Technology Diploma in Database Management with Hadoop
Industry analysts, such as The Data Warehousing Institute (TDWI), have indicated that Hadoop usage will become near universal in the next few years among mainstream companies for a variety of essential data applications. A TDWI survey result demonstrates that the use of Hadoop systems increased 60 percent in the last two years alone. Hadoop and its ecosystem of tools demonstrate advantages over traditional databases in their ability to analyze and manage enormous amounts of data, while rapidly producing raw data without requiring extensive structuring of that data.

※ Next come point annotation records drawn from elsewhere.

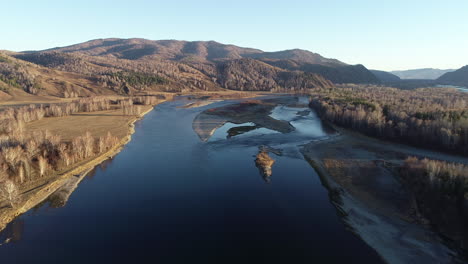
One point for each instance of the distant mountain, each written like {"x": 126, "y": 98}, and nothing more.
{"x": 385, "y": 77}
{"x": 211, "y": 52}
{"x": 426, "y": 74}
{"x": 458, "y": 77}
{"x": 296, "y": 55}
{"x": 134, "y": 49}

The Hadoop ecosystem has matured to the extent that it can now analyze and process both unstructured and structured data from multiple sources. Several SQL tools have emerged for the query and analysis of even unstructured data that was not originally available, making Hadoop critical now for successful data warehousing, data scalability, data analysis, and the handling of multiple data types.
The Diploma in Database Management with Hadoop provides a comprehensive introduction to big data; the Hadoop database; and the so-called Hadoop ecosystem of products used for data querying, data managing, data analyzing, and data scripting work, including Hive, Pig, Drill, Impala, and Spark. This immersive curriculum covers what big data is, introduces the Hadoop components, and describes examples of the uses of Hadoop and its management. Additionally, the Diploma includes a comparison of several Hadoop distributions, including the three market leaders: Cloudera, Hortonworks, and MapR.
As a student in this program, you will be required to create a portfolio of assignments showcasing your understanding of, and ability to apply, the core concepts and competencies of the Diploma, including the tools in the Hadoop ecosystem. Additionally, you will need to complete a final capstone project during the fourth course, in which you work in teams of two to four to demonstrate your ability to complete a Hadoop project that will include the processing and analysis of data using the tools of the Hadoop ecosystem. Your team will unveil its project to the class and to invited industry professionals during a 15-minute recorded final presentation, followed by a five-minute Q&A, to assess your ability to defend your work and to gauge your formal presentation, public speaking, and communication skills. Once in the job market, you will be able to submit this work product to illustrate your knowledge of processing data using Hadoop.
- The ability to use Spark’s interactive shell to load and inspect data and to build and launch a standalone Spark application
- The skills to perform SQL queries using Hive, Drill, Impala, and Spark-SQL in unstructured and structured databases
- The ability to load data into a Pig relation and build a data flow using that data to illustrate the concepts of extracting, transforming, and loading (ETL) data
- The skills to start Flume and transfer server log data into a HDFS table
- The ability to use Ambari to monitor and manage a Hadoop database, as well as Microsoft’s HDInsight within SQL Server Azure
Schedule and Format
- Four noncredit courses
- On average, students take one course per semester, fall/spring/summer
- The Diploma must be completed within two years
The Diploma is awarded to students who successfully complete the four required courses within two years.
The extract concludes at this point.